By 1888, the year of the Ripper murders, Great Britain had been in a state of economic depression for more than a decade, and falling food prices had caused thousands of poor rural farm workers to move to the cities in search of jobs. Poverty and unemployment hit hardest in the East End. In 1887–1889 in Whitechapel, Spitalfields, Mile End, and the Docklands, more than 150,000 residents, or 35 percent of the population, scraped out a meager existence “on or below the level of subsistence.”6 The legions of unemployed fought a daily battle to survive, and thanks to a weak labor market, those who had work did not fare much better. Many of the East End’s inhabitants toiled away in low-paying jobs at match mills, chemical plants, distilleries, gasworks, and breweries, while others worked as tailors, carmen, factory workers, or bootmakers. Thousands of others were casual dock laborers, who would show up at the docks every morning to stand in a crowd of desperate job seekers, each hoping to get chosen for a day’s work. Others worked in one of the area’s many slau
ghterhouses. Such work lent an air of savagery to the district, as a letter by Reverend Samuel Barnett to the Times illustrated. “At present animals are daily slaughtered in the midst of Whitechapel,” he wrote, “the butchers with their blood stains are familiar among the street passengers, and sights are common which tend to brutalize ignorant natures.”7 Although working conditions across the board were generally abominable, industrial capitalists profited from the situation by exploiting the cheap labor and intense competition for jobs.

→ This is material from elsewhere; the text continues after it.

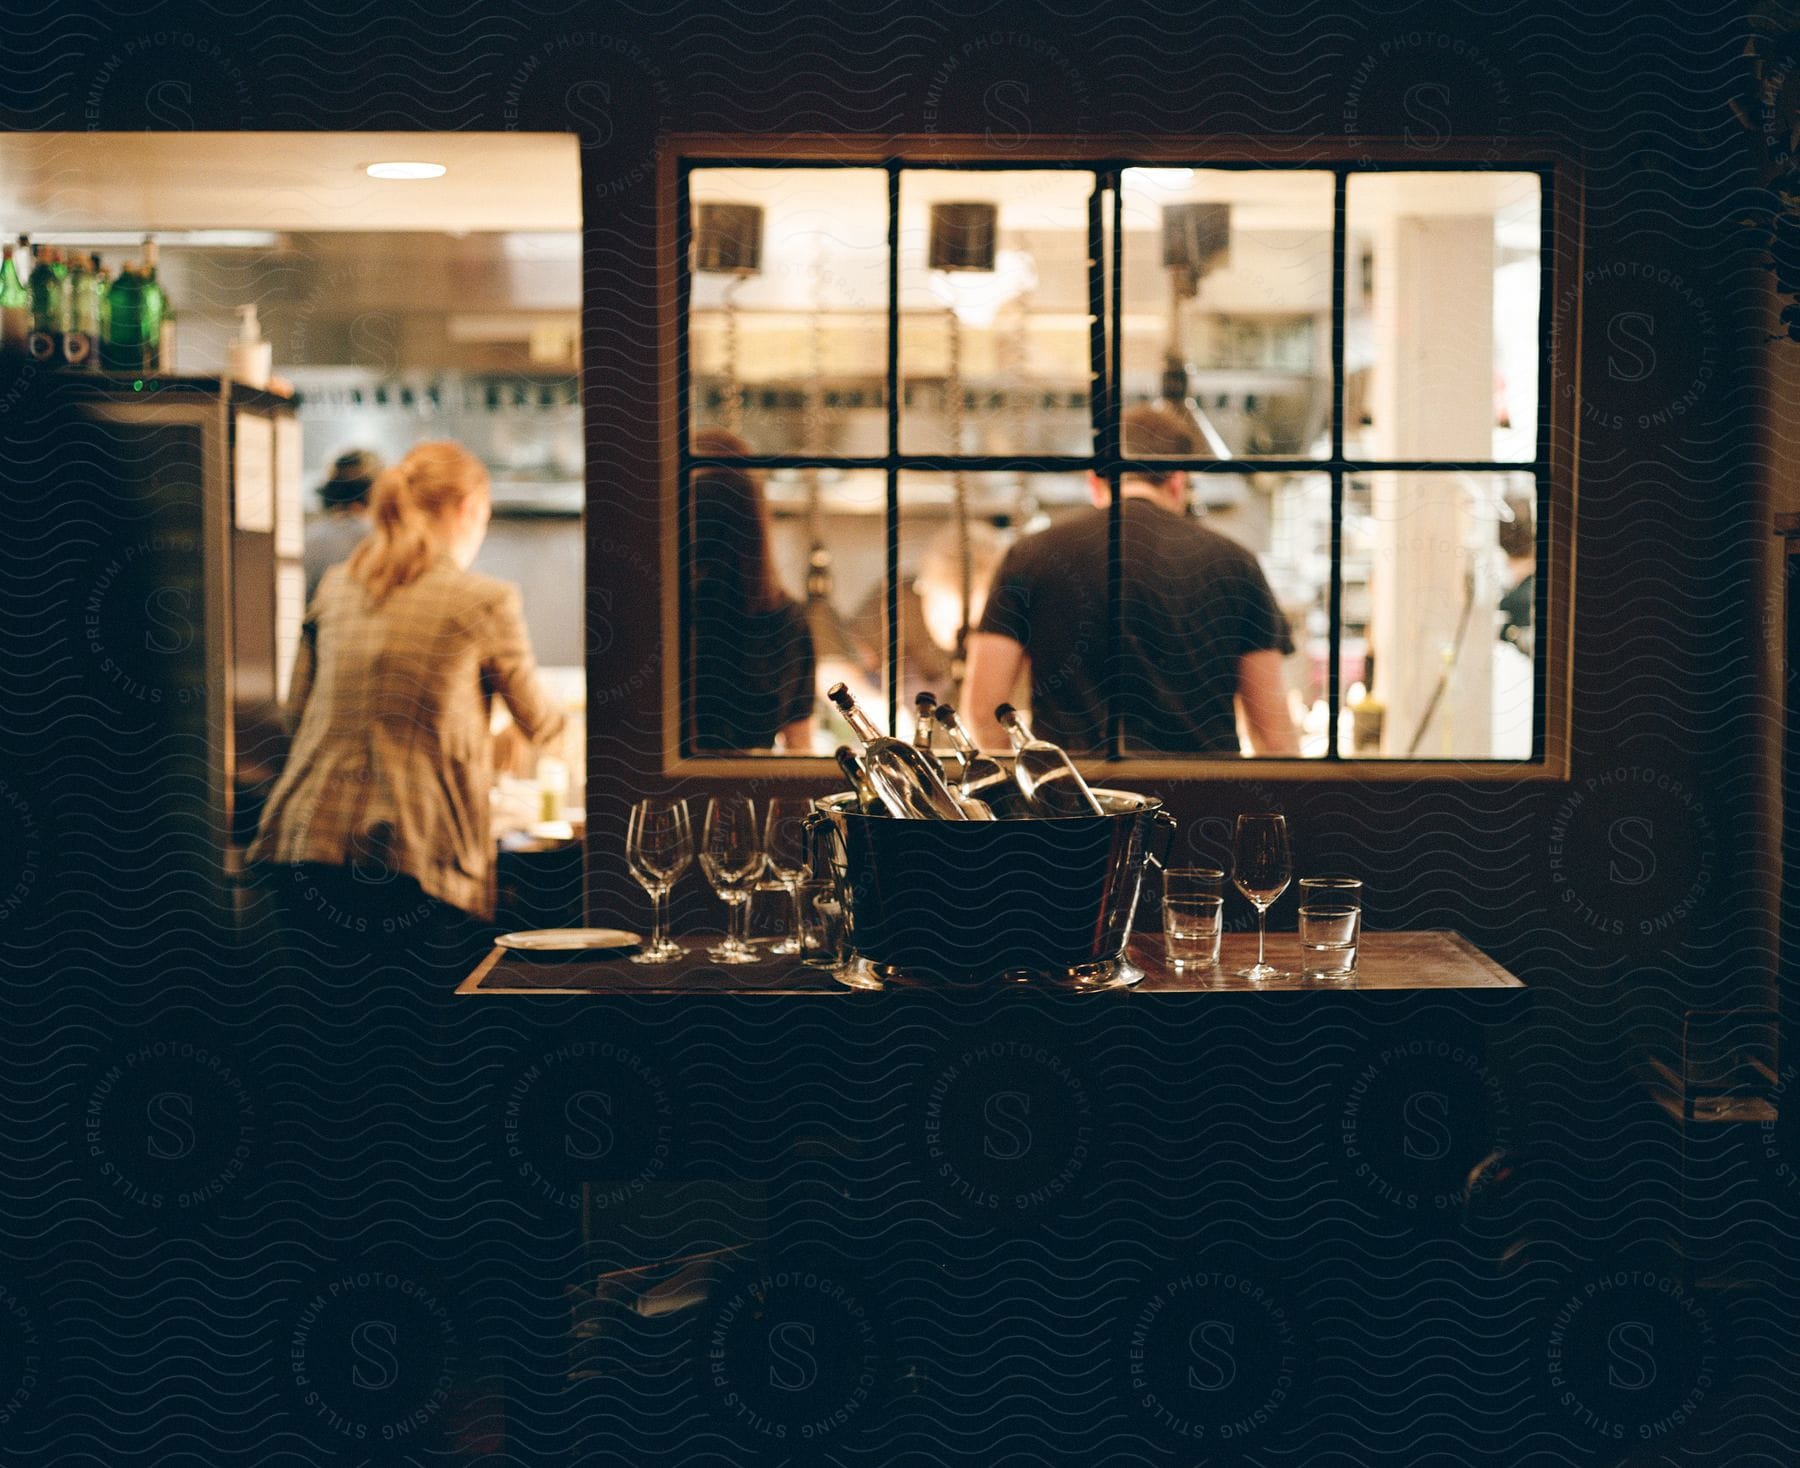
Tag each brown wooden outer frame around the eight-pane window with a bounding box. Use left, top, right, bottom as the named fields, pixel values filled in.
left=655, top=133, right=1584, bottom=784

Labor-organizing and unionist tendencies were suppressed, until by the 1880s, there was a general distrust of capitalism by the East End’s working classes.8
On the other side of the great divide, the propertied classes of London’s West End (much like their counterparts in Russia) were becoming increasingly worried about the perceived threat of social revolution. Such fears seemed about to become a reality in February 1886, when a protest meeting in Trafalgar Square by a group called the Social Democratic Federation (SDF) got out of hand, and rumors spread that East End socialists and the unemployed were descending on Westminster to wreak vengeance on the upper classes. This caused a brief terror in the West End, but the rumors turned out to be exaggerated. Another protest by the SDF and large numbers of unemployed Irish in November 1887 degenerated into a riot, which was so violently suppressed by Foot Guards and Life Guards that it became known as Bloody Sunday.9 Class tension was an ever-present facet of London life in this period, and more clashes between the police and “vagrants” were to follow.